Nozick takes this idea of using the swing-middle group and expands upon it, waxing philosophical about the general morality of “using” others at all.  In our society, except for a few fringe groups, we pretty much accept that humans may “use” animals.  The question Nozick asks is, how far should we take this?… “Are organisms arranged on some ascending scale, so that any may be sacrificed or caused to suffer to achieve a greater total benefit for those not lower on the scale?”  He calls this view the “Elitist Hierarchical View.”  Under this view, a being may be sacrificed only for those beings occupying a higher place on life’s value scale.

Nozick lists a few competing outlooks to the Elitist Hierarchical View…

Competing View One:  a being can NOT be sacrificed for ANY other being’s sake  [this group might include, say… vegetarians, or those Buddhist sects which refuse to step on a bug, or those Manichaeists who will not murder plants].

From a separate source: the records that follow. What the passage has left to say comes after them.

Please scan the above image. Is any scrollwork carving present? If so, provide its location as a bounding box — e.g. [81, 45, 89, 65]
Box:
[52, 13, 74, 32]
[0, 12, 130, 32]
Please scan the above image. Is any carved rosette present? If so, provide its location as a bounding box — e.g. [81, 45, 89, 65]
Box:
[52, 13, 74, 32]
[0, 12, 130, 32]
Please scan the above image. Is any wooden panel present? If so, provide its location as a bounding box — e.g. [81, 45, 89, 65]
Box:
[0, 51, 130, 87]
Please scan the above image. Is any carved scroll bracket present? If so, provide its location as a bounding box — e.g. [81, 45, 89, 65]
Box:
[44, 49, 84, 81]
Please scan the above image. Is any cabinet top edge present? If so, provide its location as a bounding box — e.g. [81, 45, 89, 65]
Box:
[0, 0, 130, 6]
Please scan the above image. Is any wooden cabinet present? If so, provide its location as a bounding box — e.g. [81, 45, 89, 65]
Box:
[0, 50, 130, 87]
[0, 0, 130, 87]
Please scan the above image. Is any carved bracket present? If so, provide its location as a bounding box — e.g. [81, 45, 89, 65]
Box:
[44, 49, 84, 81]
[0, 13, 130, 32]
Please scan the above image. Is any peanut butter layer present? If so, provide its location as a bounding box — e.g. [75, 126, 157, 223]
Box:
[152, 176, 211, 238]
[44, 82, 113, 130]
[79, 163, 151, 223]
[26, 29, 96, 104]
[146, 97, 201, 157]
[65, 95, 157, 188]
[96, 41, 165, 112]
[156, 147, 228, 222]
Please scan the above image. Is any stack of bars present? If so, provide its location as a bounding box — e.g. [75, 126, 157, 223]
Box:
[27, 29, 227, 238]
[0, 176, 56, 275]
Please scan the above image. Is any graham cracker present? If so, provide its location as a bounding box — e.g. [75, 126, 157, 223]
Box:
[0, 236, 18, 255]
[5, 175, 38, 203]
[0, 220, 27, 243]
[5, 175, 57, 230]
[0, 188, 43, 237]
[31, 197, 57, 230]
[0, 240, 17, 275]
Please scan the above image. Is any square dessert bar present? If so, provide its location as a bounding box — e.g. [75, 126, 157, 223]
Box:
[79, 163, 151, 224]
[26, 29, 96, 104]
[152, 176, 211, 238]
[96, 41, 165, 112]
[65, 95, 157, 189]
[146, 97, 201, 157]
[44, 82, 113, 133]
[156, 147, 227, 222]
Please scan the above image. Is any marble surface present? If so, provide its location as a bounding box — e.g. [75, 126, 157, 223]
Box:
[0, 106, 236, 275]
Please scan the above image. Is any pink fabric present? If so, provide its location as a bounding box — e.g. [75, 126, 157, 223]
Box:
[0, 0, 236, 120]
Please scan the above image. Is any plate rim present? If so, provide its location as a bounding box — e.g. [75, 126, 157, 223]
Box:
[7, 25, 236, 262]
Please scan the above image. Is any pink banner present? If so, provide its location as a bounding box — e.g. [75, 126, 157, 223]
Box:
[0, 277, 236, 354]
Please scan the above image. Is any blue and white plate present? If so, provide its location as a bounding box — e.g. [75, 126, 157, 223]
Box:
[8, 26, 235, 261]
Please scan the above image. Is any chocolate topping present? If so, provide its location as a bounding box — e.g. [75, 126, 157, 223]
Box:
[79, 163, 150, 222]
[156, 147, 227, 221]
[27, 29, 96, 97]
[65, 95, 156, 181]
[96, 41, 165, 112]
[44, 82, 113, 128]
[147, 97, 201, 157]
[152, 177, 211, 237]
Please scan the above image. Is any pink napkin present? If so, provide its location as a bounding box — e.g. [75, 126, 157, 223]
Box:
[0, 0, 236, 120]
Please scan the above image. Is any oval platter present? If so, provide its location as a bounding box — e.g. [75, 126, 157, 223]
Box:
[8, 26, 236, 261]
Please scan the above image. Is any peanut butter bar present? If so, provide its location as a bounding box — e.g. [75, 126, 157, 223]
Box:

Competing View Two:  a being may be sacrificed only for those beings ON THE SAME VALUE LEVEL OR HIGHER.  [Perhaps this would include soldiers, or people who receive less than the best healthcare so that the wealthy may receive the most and the best]

Competing View Three:  any being can be sacrificed for ANY other being, above or below it on the value scale.  Perhaps this would mean that it would be okay to kill-off tree-cutting settlers in order to preserve the local owl population (and the trees!).

If using people means making them do things for you, than perhaps the flipside would be NOT allowing them to do things– for the reason that their activities might harm you in some way.  Nozick really struggles with the question of a Society’s exercise of “preventative restraint.”

And, I confess, I have struggled with same issue.  After so many years and so many experiences, I feel personally confident that there have been situations– rare but existent– in which I have interacted with a person who I knew– knew beyond a shadow of a doubt– would –sometime someplace– hurt someone badly.  And we can even assume that the person in question had already served time for assault or worse.  But what could I do?  You can’t lock-up someone just because your gut warns you that they are evil incarnate.  You can’t even “take ’em out.”  I found it a terrible feeling and a burden to carry.

Nozick never comes up with a great answer concerning the exercise of “preventative restraint.”  He eventually leads himself to the conclusion that if we restrain someone from an activity which MIGHT harm us, then we owe them some kind of compensation for such a restraint upon their freedom.  This comes under his general Principle Of Compensation, which requires “those who act in self-protection in order to increase their own security to compensate those they prohibit from doing risky acts which might actually have turned out to be harmless.”  This gets very sticky, very quickly.  For instance, should we compensate people because we force them to lower their driving speed to something we consider “safe?”

At one point, Nozick suggests that Society should provide liability insurance for people as part of the Compensation Principle.  Says Nozick, “providing such insurance almost certainly would be the least expensive way to compensate people who present only normal danger to others.”  Although this idea of public liability insurance seems quite socialist on one hand, Nozick contends he arrived at the idea via logic and strictly Libertarian values.